You may have read Aurynn’s piece on contempt culture and programming languages. It’s been doing the rounds. I recommend reading it, and this piece is not an argument with hers. It’s merely a write up of some adjacent thoughts I’ve had on the matter (some of which I’ve discussed with Aurynn on IRC).

To quote from it:

it was du jour in the communities I participated in to be highly critical of other languages. Other languages sucked, the people using them were losers or stupid, if they would just use a real language, such as the one we used, everything would just be better.

Notably there are three (and a half) statements that Aurynn mentions as popular to make:

  • Other languages sucked
  • the people using them were losers or stupid
  • if they would just use a real language, such as the one we used, everything would just be better.

What’s interesting is that these statements absolutely look like one statement in most arguments, but their truth value is different.

Other languages sucked

Yes, this is absolutely true.

Of course, every language is someone else’s other language.

All programming languages fall into one (or both) of two categories: Terrible to use or not yet ready to use. Sure, there are degrees of each, but if you think a language is great, you’re wrong. The best you can hope for is less bad.

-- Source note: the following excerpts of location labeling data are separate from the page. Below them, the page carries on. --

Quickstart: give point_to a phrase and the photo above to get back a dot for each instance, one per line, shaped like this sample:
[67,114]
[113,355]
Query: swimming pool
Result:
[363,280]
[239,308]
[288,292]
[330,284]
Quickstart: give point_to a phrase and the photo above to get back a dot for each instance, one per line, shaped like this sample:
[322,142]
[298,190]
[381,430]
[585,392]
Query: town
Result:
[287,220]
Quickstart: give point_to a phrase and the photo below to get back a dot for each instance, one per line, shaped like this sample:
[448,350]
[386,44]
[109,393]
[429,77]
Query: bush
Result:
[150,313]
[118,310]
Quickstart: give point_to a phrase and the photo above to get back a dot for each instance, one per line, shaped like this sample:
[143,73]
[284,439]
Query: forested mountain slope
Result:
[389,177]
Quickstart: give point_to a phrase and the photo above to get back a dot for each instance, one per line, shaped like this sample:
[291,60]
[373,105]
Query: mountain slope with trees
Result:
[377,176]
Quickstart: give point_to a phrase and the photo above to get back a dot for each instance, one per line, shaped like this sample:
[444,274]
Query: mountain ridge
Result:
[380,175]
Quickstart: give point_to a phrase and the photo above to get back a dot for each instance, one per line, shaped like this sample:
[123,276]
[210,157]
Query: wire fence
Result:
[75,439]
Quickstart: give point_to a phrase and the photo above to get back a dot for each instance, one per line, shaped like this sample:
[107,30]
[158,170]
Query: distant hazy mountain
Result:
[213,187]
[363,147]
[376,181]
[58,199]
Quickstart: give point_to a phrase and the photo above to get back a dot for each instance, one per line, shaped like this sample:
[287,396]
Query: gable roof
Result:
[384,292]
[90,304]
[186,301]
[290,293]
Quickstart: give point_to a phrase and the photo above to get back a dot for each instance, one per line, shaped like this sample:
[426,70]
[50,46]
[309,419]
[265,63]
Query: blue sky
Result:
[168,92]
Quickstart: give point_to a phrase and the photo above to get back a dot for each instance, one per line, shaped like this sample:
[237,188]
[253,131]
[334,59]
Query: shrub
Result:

PHP and Java, two examples cited in Aurynn’s post, are shitty languages. PHP more than Java (some of the recent Java stuff actually looks quite nice, and I have more sympathy for what  Java is trying to do than I used to), but both have a lot of problems.

The people using them were losers or stupid

For me, I think this is the heart of the problem with the narrative that Aurynn is criticizing: Languages don’t care if you make fun of them, or call them bad languages. Languages don’t have feelings. People do.

It’s OK to make fun of Java’s baggage of erased types embedded within the language that it carries over from pre 1.4. It’s better to constructively acknowledge that it’s a problem and talk about other ways that problem could have been solved, but ultimately posting ridiculous programs and saying “lol, Java, you so silly” isn’t really hurting anyone.

But saying “Oh god, why are you using Java? It’s the worst and you should feel bad for that decision” is hurting people. And, in case this is unclear, hurting people is bad.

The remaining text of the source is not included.